Two of those are former pro-Kiteboarders Marcos and Maria De La Paz Mafia from Argentina. And they're turning used kiteboarding and sailboarding material into gear bags. The kites and sails are often extremely colorful an durable, so the material translates really well into all sorts of bags and packs, each of which is totally unique. Mafia is a certified B Corps which shows their commitment goes much deeper than simply re-using old materials, as they hold themselves to high environmental and social standards through the entire fabric of their business.


Mafia Bags founders Marcos and Maria


Mafia bags upcycled kiteboarding kites and sails

Be Packs http://www.bepacks.org
Taking a slight turn from the Upcycling trend, I also came across bag/pack brand Be Packs that has taken the essence of the "buy one give one" model and focused their efforts on education. Recognizing the impact of education in changing the dynamics of poverty, health and gender equality in developing nations, Be Packs donates $10 from the sale of every pack to sponsoring childhood education in Zambia. "For every 20 bags sold we are able to provide 1 child with an additional year of education, one meal a day for an entire year, and their required school uniform for the year." Simple math, big impact.

What also makes the Be Packs super unique is the handwritten "hope patch" sewed inside each pack, containing a message written by a child in Zambia - an awesome way to deliver a true personal connection to the impact each purchase makes.

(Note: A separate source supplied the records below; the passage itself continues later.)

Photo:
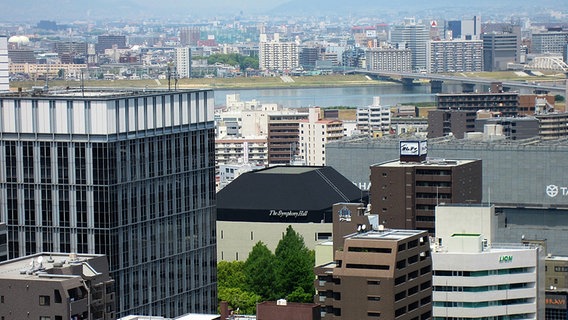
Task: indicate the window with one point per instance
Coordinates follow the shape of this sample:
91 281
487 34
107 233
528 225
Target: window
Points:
43 300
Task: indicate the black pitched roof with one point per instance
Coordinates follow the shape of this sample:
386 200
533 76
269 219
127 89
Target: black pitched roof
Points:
313 189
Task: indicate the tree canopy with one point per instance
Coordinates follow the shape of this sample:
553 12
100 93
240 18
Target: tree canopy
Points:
266 276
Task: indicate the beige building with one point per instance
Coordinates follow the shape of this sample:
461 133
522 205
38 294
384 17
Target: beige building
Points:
277 55
56 286
314 134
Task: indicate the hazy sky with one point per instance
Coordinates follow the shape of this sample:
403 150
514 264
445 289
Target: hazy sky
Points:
69 10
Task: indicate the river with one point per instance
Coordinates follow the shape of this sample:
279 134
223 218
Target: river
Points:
353 96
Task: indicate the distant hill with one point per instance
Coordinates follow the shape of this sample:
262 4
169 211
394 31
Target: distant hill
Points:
325 7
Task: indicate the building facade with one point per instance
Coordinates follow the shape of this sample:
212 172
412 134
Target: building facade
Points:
474 277
414 37
404 193
500 49
4 64
379 274
260 205
314 134
284 137
57 286
129 174
275 55
389 59
374 120
455 56
549 42
183 62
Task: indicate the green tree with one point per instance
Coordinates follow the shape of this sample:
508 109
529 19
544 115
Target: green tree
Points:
260 272
231 274
295 263
239 299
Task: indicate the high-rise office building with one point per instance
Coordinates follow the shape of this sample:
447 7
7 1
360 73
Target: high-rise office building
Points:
379 274
501 48
476 278
414 37
374 120
183 62
4 65
126 173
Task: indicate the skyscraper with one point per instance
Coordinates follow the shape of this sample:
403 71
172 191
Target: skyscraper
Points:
129 174
414 37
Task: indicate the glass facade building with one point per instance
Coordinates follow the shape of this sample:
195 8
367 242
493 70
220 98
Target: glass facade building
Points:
123 173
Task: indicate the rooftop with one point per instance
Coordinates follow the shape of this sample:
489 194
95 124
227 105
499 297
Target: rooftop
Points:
430 162
34 266
387 234
89 93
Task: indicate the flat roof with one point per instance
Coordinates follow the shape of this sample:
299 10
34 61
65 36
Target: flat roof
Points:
427 163
91 93
23 268
387 234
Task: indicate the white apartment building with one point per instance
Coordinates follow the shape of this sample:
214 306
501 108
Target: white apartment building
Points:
314 134
4 65
374 120
183 62
474 278
455 56
241 150
276 55
389 59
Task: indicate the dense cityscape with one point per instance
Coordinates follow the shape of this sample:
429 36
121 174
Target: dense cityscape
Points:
284 160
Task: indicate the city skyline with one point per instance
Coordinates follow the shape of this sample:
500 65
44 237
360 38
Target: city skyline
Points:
66 11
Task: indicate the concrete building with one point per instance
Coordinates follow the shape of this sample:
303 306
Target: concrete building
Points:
105 42
314 134
126 173
512 128
405 192
183 62
456 123
3 242
260 205
382 273
455 56
474 277
500 49
525 179
389 59
414 37
553 125
241 150
550 42
374 120
189 36
507 103
284 137
283 310
4 64
57 286
275 55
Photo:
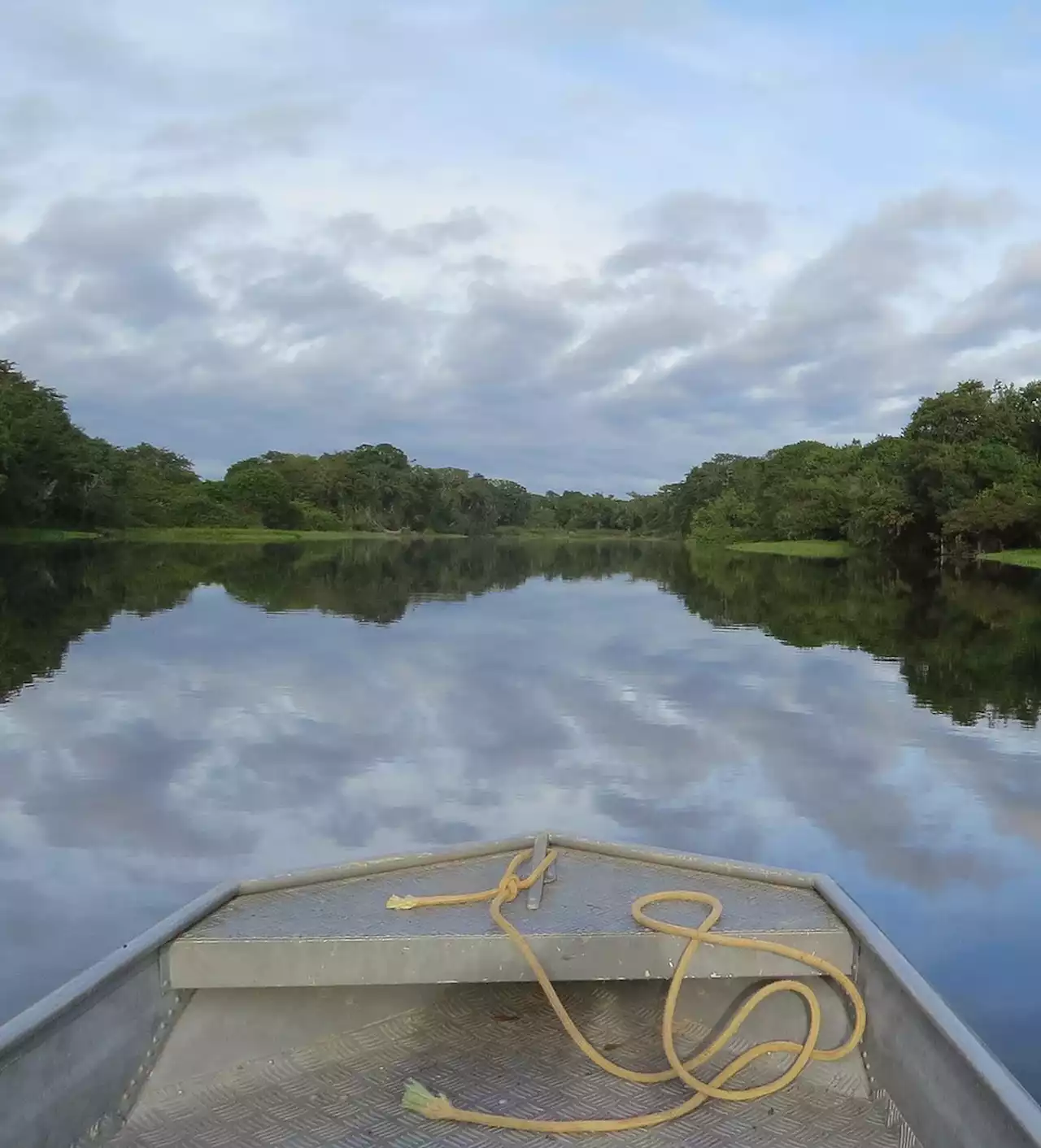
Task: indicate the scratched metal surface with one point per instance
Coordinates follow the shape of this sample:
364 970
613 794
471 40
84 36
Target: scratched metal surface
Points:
497 1050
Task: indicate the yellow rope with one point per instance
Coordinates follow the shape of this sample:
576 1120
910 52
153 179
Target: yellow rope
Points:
440 1108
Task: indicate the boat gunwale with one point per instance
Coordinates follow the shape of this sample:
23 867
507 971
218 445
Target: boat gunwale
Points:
35 1022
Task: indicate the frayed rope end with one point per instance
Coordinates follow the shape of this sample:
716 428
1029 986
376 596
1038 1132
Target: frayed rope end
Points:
401 902
419 1098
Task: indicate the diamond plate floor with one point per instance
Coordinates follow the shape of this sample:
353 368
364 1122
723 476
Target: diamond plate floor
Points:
497 1050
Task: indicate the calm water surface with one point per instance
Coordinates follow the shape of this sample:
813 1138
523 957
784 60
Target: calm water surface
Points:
175 715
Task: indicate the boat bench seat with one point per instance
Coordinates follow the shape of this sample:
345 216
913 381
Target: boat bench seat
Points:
578 923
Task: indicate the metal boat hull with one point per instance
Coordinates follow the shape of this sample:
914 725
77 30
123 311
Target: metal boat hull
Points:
290 1011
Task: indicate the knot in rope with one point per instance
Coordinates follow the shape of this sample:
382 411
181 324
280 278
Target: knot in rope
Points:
438 1107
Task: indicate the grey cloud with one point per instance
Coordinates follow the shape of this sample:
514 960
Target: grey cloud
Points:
360 233
690 228
507 337
834 341
1010 303
273 128
28 124
120 300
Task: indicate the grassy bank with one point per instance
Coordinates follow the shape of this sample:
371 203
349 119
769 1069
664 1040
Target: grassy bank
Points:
557 534
25 535
797 548
261 534
1016 558
208 534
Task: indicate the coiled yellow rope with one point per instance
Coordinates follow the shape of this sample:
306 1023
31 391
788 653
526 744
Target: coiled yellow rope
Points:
440 1108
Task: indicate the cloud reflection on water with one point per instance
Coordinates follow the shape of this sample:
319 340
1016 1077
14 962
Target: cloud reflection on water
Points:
217 741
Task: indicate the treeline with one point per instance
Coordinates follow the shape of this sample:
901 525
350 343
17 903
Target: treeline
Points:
965 474
52 474
966 644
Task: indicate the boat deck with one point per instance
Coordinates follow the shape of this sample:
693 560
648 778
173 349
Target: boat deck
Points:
494 1047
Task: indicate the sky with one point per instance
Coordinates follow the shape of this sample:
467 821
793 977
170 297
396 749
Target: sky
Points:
580 244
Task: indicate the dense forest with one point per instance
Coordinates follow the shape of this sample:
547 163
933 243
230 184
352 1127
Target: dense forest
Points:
965 643
53 474
965 476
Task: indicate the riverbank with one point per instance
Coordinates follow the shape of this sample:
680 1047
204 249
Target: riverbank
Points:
203 534
795 548
1031 558
264 535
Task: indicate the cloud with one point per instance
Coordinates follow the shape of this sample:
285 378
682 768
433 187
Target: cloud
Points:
292 233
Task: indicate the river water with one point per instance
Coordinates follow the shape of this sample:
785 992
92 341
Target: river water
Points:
171 716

Be Packs supporting education in Zambia


Be Packs supporting education in Zambia


Be Packs handwritten Hope Patch

While it seems a logical fit to tie environmental causes to sports that rely so much on the outdoors, there needs to be an authentic commitment from the people behind it. The leaders of these brands have all done a great job of walking their talk, helping to reduce trash & emissions, and finding unique ways to lift up communities through jobs & education. Rather than capitalizing on a trend just to sell more stuff, I see a genuine thread here with brands that realize the things we buy can and do have an impact, on people, planet and profit.